Hans-Joachim “Hanjo” Schreiber † 22.12.2017

Kurz vor Jahresende muss die Germania mit dem Verlust des Ehrenvorsitzenden Hans-Joachim  Schreiber einen weiteren Schicksalsschlag verkraften. „Hanjo“ Schreiber,  einer der größeren Führungspersönlichkeiten Deutschlands und einer der Größten der Germania, starb am 22. Dezember im Alter von 85 Jahren. Wir sind sehr betroffen.

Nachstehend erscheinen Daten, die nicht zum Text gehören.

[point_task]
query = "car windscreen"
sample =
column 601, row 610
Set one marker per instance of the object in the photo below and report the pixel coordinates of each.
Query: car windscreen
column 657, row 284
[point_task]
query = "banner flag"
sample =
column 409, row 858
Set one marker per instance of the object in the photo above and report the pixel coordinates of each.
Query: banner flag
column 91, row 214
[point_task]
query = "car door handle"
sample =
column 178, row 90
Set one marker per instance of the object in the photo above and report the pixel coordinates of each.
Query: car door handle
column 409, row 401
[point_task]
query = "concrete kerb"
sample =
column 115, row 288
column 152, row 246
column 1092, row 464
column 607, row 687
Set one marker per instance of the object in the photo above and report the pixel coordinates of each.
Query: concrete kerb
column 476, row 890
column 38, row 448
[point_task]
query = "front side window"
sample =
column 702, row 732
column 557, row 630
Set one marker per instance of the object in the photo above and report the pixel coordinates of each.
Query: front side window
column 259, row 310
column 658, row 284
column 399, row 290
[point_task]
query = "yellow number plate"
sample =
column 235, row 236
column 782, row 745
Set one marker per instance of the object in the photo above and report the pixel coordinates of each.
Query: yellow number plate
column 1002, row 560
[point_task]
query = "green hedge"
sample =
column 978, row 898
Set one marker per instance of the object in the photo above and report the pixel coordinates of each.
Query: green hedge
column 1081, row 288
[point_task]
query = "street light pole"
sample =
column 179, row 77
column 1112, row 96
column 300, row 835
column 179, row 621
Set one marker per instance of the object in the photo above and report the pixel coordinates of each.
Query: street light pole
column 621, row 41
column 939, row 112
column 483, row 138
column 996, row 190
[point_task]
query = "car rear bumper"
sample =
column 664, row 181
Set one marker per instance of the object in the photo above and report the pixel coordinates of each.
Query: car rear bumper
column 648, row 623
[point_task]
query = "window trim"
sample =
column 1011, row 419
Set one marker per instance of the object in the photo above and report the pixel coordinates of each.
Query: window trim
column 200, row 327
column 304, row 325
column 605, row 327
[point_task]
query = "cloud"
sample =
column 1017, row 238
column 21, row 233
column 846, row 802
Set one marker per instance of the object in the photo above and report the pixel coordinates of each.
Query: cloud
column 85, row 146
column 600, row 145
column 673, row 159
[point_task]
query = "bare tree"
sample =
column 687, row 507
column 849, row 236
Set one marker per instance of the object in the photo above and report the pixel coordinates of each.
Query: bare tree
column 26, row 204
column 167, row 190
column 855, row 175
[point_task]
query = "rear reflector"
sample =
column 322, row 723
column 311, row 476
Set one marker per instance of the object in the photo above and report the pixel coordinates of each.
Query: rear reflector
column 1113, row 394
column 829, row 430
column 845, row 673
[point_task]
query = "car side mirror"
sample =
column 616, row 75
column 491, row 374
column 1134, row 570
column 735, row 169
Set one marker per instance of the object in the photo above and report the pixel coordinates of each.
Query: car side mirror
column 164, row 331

Schon länger verhinderte eine Krankheit, dass Hanjo an Feierlichkeiten im Verein teilnehmen konnte. Wir hätten uns  gewünscht, unsere Dankbarkeit ihm persönlich in der Germania und im Kreise seiner Ruderkameraden ausdrücken zu können.

 

Für viele von uns war Hanjo übergroß und in seinen Erfolgen unerreicht. Ein Siegertyp mit Format, ein großzügiger Mäzen und Mentor, ein verlässlicher Freund und Bootskamerad, schlicht eine Führungspersönlichkeit, wie man ihnen  selten im Leben begegnet.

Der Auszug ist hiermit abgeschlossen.